Jonas handed me a coffee as I stepped out of the tower, then took the pack from me. I gave him a smile of thanks, but my attention was on the woman sitting close to Nuri at the table. She was about the same size as me—the real me—but her eyes were yellow-brown, her nose broad, and her orange hair long and pulled back in a ponytail. Worry and fear oozed from her, and her body seemed to hum with the effort of remaining still. I suspected it was only the fact that it was almost dark outside that prevented her from fle
eing.
“Ah, Tig,” Nuri said, giving me a broad but decidedly false smile of greeting. “This is Sharran Westar. She has kindly taken up our substitution offer for the next couple of days.”
Sharran looked me up and down, and the worry ratcheted up several notches. “Are you sure she’s going to pull this off? I don’t want to lose my job, even after last night.”
I sat on the opposite side of the table and nursed my coffee in both hands. “What happened last night?”
She tapped her fingers on the table—nerves, not impatience. “The ghost got me, didn’t it? Felt me up good and proper.”
“Did you report it?”
She snorted. “There’s no point, is there? No one ever does anything about it.”
I wondered if Charles knew anything about the attacks—and whether they were the source of the staff problems he was having—or if it was something else.
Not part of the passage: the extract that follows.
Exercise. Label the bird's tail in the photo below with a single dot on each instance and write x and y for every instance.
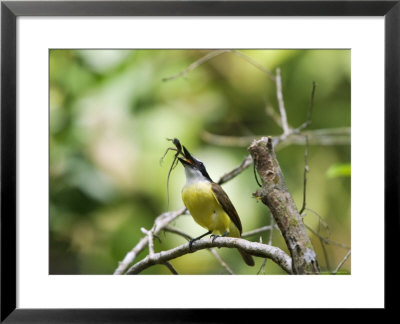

We knew about the high turnover of guards, but it would be interesting if there were something else going on as well.
“And this is the first time you’ve been attacked?” I asked.
She nodded. “I’ve been assigned to that floor before and never attacked. I guess my luck just ran out.”
“So everyone assigned to that floor is attacked?” Kendra had certainly implied that they were, but it was odd it took longer to happen to some than others.
Sharran hesitated. “It seems to happen to the newer recruits more often than those of us who have been there longer. But we’re not immune. Not now.”
Intuition stirred. “Was there any specific time you noticed it happening more to those of you who’ve been there awhile?”
“Well, it’s definitely gotten worse in the last week or so.”
A time frame that meshed with Penny’s escape and my emergence. I glanced at Nuri.
“Hence the lack of time we now have,” she said. “We have them worried.”